Saturday, January 26, 2008


A kick-ass western that doesn't sweat its lapses in historical accuracy, and delivers some major entertainment value start to finish. Competent performances by Kurt Russell, Sam Elliot, and Bill Paxton as the Earps are overshadowed by Val Kilmer's turn as "Doc" Holiday, gambling, boozing, quick drawing icon of the old west.
Doc: "I'm your huckleberry."

California Split

Old school poker. "California Split is a 1974 film directed by Robert Altman and starring Elliott Gould and George Segal as a pair of gamblers.
The film is less concerned with plot than behavior as we watch the friendship between Bill (Segal) and Charlie (Gould) develop over a mutual love of gambling. Charlie is a wisecracking joker and experienced gambler constantly looking for the next score. Initially, Bill isn’t as committed a gambler (he works at a magazine during the day) but he’s on his way. As the film progresses and the two men hang out more, Bill starts to become more addicted to the gambling lifestyle." source: Wikipedia.
Keep an eye out for a very young Jeff Goldblum, and Amarillo Slim playing himself.

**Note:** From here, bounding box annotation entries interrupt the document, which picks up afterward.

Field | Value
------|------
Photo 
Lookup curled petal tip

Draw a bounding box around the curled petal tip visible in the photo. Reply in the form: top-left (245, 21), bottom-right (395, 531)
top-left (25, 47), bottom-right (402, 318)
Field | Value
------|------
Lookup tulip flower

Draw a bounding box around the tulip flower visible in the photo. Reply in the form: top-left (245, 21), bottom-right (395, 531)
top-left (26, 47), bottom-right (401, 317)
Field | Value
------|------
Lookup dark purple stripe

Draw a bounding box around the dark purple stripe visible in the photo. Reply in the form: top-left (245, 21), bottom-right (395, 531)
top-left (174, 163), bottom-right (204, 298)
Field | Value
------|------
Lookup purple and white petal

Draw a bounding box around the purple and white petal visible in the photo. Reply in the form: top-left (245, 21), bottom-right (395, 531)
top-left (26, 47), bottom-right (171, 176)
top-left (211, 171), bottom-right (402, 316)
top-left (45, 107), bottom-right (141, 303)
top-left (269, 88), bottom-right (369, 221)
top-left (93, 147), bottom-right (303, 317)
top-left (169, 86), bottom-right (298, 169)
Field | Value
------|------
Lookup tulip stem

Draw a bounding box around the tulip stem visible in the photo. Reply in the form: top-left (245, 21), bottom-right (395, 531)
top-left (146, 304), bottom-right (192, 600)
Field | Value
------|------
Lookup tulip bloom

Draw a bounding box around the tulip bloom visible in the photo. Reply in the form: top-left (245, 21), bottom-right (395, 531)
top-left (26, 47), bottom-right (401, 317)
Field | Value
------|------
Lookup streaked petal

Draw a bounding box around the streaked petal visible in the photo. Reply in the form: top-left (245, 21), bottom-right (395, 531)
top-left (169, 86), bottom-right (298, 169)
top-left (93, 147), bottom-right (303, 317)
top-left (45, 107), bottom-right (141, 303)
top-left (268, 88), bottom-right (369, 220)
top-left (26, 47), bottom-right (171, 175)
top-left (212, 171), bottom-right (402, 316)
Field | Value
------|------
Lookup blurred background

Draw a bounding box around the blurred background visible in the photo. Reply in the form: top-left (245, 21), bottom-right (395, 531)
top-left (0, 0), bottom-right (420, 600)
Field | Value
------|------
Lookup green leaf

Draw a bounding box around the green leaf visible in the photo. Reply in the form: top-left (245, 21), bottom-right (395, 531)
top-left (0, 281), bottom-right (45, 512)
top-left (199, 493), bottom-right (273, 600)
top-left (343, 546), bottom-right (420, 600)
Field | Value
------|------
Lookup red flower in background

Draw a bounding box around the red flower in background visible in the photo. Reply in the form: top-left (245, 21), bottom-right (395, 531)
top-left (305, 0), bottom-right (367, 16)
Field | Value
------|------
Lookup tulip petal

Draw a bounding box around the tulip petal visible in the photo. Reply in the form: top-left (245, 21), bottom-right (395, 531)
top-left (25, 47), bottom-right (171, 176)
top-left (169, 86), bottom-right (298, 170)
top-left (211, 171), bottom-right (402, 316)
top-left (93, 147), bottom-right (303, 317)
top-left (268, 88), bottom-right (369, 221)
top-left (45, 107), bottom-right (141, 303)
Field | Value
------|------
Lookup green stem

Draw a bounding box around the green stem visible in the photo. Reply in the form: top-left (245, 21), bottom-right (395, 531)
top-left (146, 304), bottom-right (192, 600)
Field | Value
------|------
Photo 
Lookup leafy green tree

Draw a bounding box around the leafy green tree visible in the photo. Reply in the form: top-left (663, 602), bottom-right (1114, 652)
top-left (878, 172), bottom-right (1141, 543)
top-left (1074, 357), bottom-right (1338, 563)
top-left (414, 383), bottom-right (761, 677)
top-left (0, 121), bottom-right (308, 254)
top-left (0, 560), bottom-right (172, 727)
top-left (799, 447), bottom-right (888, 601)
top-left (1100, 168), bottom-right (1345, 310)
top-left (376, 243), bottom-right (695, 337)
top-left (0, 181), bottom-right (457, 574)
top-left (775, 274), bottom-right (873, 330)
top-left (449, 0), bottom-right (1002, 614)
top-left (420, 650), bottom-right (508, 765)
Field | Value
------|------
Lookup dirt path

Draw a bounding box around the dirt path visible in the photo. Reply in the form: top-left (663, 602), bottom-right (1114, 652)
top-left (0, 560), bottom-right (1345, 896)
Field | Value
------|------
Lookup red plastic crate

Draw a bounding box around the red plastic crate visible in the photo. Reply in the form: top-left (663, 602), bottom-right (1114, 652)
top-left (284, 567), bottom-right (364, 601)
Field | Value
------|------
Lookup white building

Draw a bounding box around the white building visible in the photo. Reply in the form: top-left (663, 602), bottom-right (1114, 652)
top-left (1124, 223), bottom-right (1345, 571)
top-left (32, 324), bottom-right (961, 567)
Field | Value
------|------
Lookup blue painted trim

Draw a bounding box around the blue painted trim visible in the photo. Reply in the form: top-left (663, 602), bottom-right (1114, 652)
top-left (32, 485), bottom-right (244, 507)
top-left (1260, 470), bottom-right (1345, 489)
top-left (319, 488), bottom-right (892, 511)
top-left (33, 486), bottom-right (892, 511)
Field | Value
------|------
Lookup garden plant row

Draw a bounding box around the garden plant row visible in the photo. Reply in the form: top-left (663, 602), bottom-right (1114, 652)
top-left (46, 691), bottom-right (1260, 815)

The movie that started it all. Stellar performances by Ed Norton, Matt Damon, Martin Landau, and John Malkovich as Teddy KGB make this more than just the movie that has drawn millions into the "poker boom" of the 21st century. Despite flaws that keep it from being totally believable Rounders is an engaging, satisfying movie start to finish. One major flaw (without which there would be no movie) is that the protagonist, Mike, is supposed to be a master of reading people, but is blind to the fact that his best friend and his girl friend are respectively a sociopathic loser and a tight-assed, whining scold. And it takes the whole movie for him to wise up and dump the both of them.

The Cincinnati Kid

Steve McQueen as the ultimate cool poker pro. The poker scenes carry half the movie, and Steve's cool carries the rest. The final hand of five-card stud in which the Kid's aces-full is beat by Lancey Howards's straight flush is laughable, but somehow manages to work well enough to pull off the dramatic finish.

The Final Hand

Honeymoon in Vegas

Another movie in which the plot turns on the outcome of a poker hand, causing Nic Cage to lose his fiance for a week end. The hand in which James Caan as the wealthy poker pro beats Cage's straight flush with a higher straight flush would cause most players to suspect he'd been cheated. Fortunately for the film, Cage's character misses that possibility altogether, and pursues Caan and his girl friend to Hawaii and back to Vegas.


A turn-off-your-brain, popcorn munching, intermittently enjoyable, light-headed flick that beats out Cincinnati Kid for the most unbelievable, contrived final hand of poker in any movie. Makes Mel's competent acting turns in Road Warrior and Braveheart look like aberrations. Even the charm and acting chops of James Garner and James Coburn can't save this train wreck of a movie.

Lucky You

Notable mainly for numerous cameos of well known poker pros from Doyle Brunson to Jennifer Harman to Sammy Farha, Lucky You means well, but the by-the-numbers story of the self-destructive poker pro with daddy issues who finds love on his way to the World Series of Poker, never quite catches fire. The feeble WSOP scene near the end is weak, and conveys none of the flavor of either the ESPN broadcasts or the actual event. Check out the touching scene where the hero (played by post-Hulk Eric Bana) knocks Jennifer Harman out of a tournament. The look in her eyes almost broke my heart.

House of Games

Stilted, unrealistic dialogue (okay, it's David Mamet), a bizarre, high school drama club level performance from the leading lady (okay, it's Mrs. David Mamet) can make House of Games tough to watch. Yet, the twists and nicely laid out steps of the plot make this worth viewing. Check out the deadly serious poker hand that ends with the discovery of a squirt gun.